2. 落葉果樹の苗木の植付けは休眠期には行わず落葉前に行う秋植えと発芽後に行う春植えとがある。寒冷地や豪雪地では秋植えすると苗木が寒害や雪害を受ける危険があるので春植えが望ましい。
3. 果実の収穫前に葉の光合成を盛んにして果実内の貯蔵養分を増すことを目的に速効性の窒素肥料を主体に施用することを、秋肥(礼肥)という。秋肥が多過ぎると果実の糖度を下げることがあるので注意する。
4. 果樹の種類や品種によっては自家不和合性のもの花粉に稔性のないもの花粉がないか少ないものなどがある。このような場合受粉樹として花粉供給用の品種を適度に混植する必要がある。
5. 現在栽培している品種の樹齢が古くなったため収益性が低下し収益性の高い別の品種に更新する場合現在の品種の枝に新品種の穂木を接ぎ木して品種更新を図ることがある。

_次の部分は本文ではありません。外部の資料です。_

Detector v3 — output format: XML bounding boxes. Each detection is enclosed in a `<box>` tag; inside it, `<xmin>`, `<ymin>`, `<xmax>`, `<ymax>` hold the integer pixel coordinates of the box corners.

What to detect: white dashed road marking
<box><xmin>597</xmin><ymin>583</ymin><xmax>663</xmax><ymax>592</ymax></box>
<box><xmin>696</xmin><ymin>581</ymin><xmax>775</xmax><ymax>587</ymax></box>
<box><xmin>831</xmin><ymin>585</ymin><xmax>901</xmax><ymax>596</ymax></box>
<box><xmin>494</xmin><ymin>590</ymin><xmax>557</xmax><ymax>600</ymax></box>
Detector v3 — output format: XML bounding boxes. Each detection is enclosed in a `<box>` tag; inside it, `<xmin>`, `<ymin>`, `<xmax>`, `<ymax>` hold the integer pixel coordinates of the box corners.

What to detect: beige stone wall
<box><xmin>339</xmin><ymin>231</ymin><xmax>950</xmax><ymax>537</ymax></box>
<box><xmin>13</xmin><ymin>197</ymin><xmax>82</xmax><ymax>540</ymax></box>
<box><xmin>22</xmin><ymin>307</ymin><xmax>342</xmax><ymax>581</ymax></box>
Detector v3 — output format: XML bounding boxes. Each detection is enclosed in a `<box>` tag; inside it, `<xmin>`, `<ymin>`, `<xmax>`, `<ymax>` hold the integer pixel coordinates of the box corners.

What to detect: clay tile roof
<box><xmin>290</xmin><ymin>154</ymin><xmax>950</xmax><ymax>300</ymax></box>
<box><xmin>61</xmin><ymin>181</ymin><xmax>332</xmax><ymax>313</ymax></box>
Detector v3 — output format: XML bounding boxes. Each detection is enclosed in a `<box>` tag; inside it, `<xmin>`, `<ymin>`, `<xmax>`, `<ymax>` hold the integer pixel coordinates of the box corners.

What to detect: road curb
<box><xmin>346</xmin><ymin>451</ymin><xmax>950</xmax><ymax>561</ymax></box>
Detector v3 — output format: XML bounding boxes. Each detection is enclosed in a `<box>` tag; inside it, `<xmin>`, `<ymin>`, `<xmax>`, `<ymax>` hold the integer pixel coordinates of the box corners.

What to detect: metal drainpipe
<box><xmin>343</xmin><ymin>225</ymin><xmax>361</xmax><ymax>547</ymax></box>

この方法を二重接ぎという。
解 説
選択肢 1 ですが
台木に遺伝的均一性は求められません。よって、選択肢 1 は誤りです。
選択肢 2 ですが
春植えとは、発芽「前」に植付けを行うことです。発芽後ではありません。よって、選択肢 2 は誤りです。
選択肢 3 ですが
秋肥(礼肥)は、収穫が終わる頃に追加する肥料のことです。この目的は、果実形成で収奪された養分の補給、貯蔵養分の補充、翌年の着花や新梢の伸長の準備といった目的です。「果実内の貯蔵養分を増すこと」は、妥当ではないと考えられます。よって、選択肢 3 は誤りです。
選択肢 4 は、妥当な記述です。
選択肢 5 ですが
記述は高継ぎです。二重接ぎは、台木→甲→乙と接ぐ方法です。よって、選択肢 5 は誤りです。
以上より、正解は 4 です。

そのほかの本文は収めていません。